EMIT: A New Approach for Irregular Time Series in Healthcare AI Excited to share our paper “EMIT: Event-Based Masked Auto Encoding for Irregular Time Series” published at ICDM 2024. Together with A/Prof. Sen WANG, Dr Ruihong Qiu, A/Prof. Adam Irwin and Prof. Shazia Sadiq, we explore how irregular time series (like vital signs and lab […]

EMIT: A New Approach for Irregular Time Series in Healthcare AI

Excited to share our paper “EMIT: Event-Based Masked Auto Encoding for Irregular Time Series” published at ICDM 2024. Together with A/Prof. Sen WANG, Dr Ruihong Qiu, A/Prof. Adam Irwin and Prof. Shazia Sadiq, we explore how irregular time series (like vital signs and lab results recorded at uneven intervals) challenge existing AI models and how our proposed framework, EMIT, improves clinical decision support through better representation learning. Special thanks to CIRES, Queensland Health and The University of Queensland for supporting this research.

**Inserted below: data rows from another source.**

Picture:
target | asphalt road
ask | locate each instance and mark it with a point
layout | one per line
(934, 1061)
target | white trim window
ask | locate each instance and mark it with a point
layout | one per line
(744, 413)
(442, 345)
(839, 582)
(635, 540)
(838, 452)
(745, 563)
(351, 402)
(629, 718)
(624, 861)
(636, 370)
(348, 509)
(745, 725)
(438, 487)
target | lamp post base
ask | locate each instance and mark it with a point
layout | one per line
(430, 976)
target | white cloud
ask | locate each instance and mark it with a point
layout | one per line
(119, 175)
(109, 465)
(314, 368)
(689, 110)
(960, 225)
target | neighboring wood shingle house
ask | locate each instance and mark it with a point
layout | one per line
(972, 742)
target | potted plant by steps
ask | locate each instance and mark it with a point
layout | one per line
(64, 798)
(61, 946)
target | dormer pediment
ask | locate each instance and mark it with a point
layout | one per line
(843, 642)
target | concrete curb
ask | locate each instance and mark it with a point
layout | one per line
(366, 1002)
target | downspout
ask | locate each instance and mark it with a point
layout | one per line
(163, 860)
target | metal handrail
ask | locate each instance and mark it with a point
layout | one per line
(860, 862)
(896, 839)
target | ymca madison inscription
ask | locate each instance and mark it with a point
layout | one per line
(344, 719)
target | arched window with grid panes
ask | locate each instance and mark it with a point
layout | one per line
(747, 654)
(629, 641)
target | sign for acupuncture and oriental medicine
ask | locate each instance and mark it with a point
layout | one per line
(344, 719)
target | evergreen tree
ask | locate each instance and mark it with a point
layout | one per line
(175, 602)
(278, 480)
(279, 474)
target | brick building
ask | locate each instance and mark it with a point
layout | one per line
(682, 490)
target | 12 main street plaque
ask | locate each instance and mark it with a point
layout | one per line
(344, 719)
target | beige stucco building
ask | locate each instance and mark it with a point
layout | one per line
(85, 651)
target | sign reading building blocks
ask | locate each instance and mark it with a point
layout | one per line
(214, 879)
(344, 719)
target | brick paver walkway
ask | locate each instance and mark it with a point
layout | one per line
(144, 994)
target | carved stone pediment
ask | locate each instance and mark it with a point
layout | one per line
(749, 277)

Read full paper at https://arxiv.org/pdf/2409.16554

 

Our Approach
We introduce EMIT, a pretraining framework based on transformer architecture, tailored for irregular clinical time series data. EMIT learns by:

  • Finding important points in irregular time series
  • Pretraining by masking and predicting those points
  • Use the pretrained model for any downstream task (e.g., outcome prediction)

Key Findings

Improved Representation Learning: EMIT captures important variations without losing timing information, outperforming generic pretext approaches for irregular time series.

Data Efficiency: On benchmark healthcare datasets (MIMIC-III & PhysioNet Challenge 2012), EMIT achieved strong results using only 50% of labeled data, reducing reliance on costly annotations.

Task Relevance: By designing pretext tasks specific to irregular time series, EMIT delivers more reliable clinical predictions compared to standard forecasting approaches.

How can we design AI that adapts to the messy, irregular reality of clinical data while still delivering trustworthy predictions?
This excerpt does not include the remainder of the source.